It is with great pleasure that we can bring you some good news about investment banking pay, specifically at Deutsche Bank. Overall, deferrals may actually fall this year. That's the good news. Long term, however, industry-wide investment banking pay looks like it’s in an inexorable decline.
Stephan Leithner, the European CEO for Deutsche Bank, delivered the good news in his presentation this morning.
In the first place, Leithner said that – despite its punitive new 5 year cliff vesting arrangement for 150 senior staff – Deutsche will actually defer less of its bonus pool this year than last year. Last year, 61% was deferred. This year, it will be more like 50% Leithner said.
In a second element of surprisingly good news, Leithner said that 15% of people hired at Deutsche this year have received guaranteed bonuses. In a challenging market, this seems reassuringly high – particularly when you consider that guarantees are typically only offered to front office staff, who typically only account for a third of all hires. In this case, it looks like nearly half of Deutsche’s front office hires have been offered guarantees in 2012.
Longer term, however, it looks much worse. The compensation ratio at Deutsche Bank will fall below 40% said Leithner. It might not happen this year, it might not happen next year, but it will happen. This echoes Deutsche co-CEO Jürgen Fitschen’s statement yesterday. Banks have paid too much in the past, said Fitschen, but this is changing. In future, banking careers will pay relatively less and careers in other industries will pay relatively more.
Leithner also mentioned that Deutsche won’t be accelerating vesting of stock for anyone who’s been laid off (although some banks have been doing this, apparently), that zero bonuses are now common and that Deutsche clawed back $56.3 million of bonuses last year purely on the grounds of bad behavior.
Bonuses are being blamed for everything
Notably, both Leithner and Walker identified bonuses as the chief source of all banks’ problems.
“Culture change at the end of the day has to address compensation,” said Leithner. “That is where a large part of the disconnect come from.”
“The inappropriate incentivization is accountable for a lot of what has gone wrong,” said Walker.
Walker wants all banks to publish the number of staff they employ who earn more than $1.61 million.
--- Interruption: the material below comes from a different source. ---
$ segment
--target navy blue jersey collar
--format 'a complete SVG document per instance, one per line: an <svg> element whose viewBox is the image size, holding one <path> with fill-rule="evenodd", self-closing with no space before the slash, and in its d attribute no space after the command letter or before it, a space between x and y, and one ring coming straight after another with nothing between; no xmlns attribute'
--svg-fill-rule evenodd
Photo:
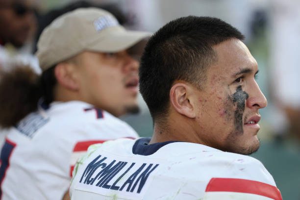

He also wants banks to stop paying on the basis of revenue generation and to start paying on the basis of risk.
Time for M&A and equities bankers to substantially reduce their pay expectations
Anshu Jain identified the nub of the problem faced by banks in Deutsche’s Q&A session. Corporate finance and equities businesses aren’t very profitable because they have “incredibly high compensation ratios” which are “very stubborn” and very difficult to get down, said Jain.
By comparison, he said fixed income businesses have traditionally had lower cost and compensation ratios and therefore been a big profit driver (and subsidizer of M&A and equities pay). Now, however, higher capital requirements are making fixed income far less profitable. This has implications for everyone, but M&A and equities bankers may suffer most of all – particularly when market conditions are poor.
As we’ve noted many times in the past, investment banking pay has risen substantially above the mean in other industries since regulation was relaxed in the 1970s (see the definitive graph here). It potentially has a long way to fall. Median weekly earnings in the UK are a mere $804 a week.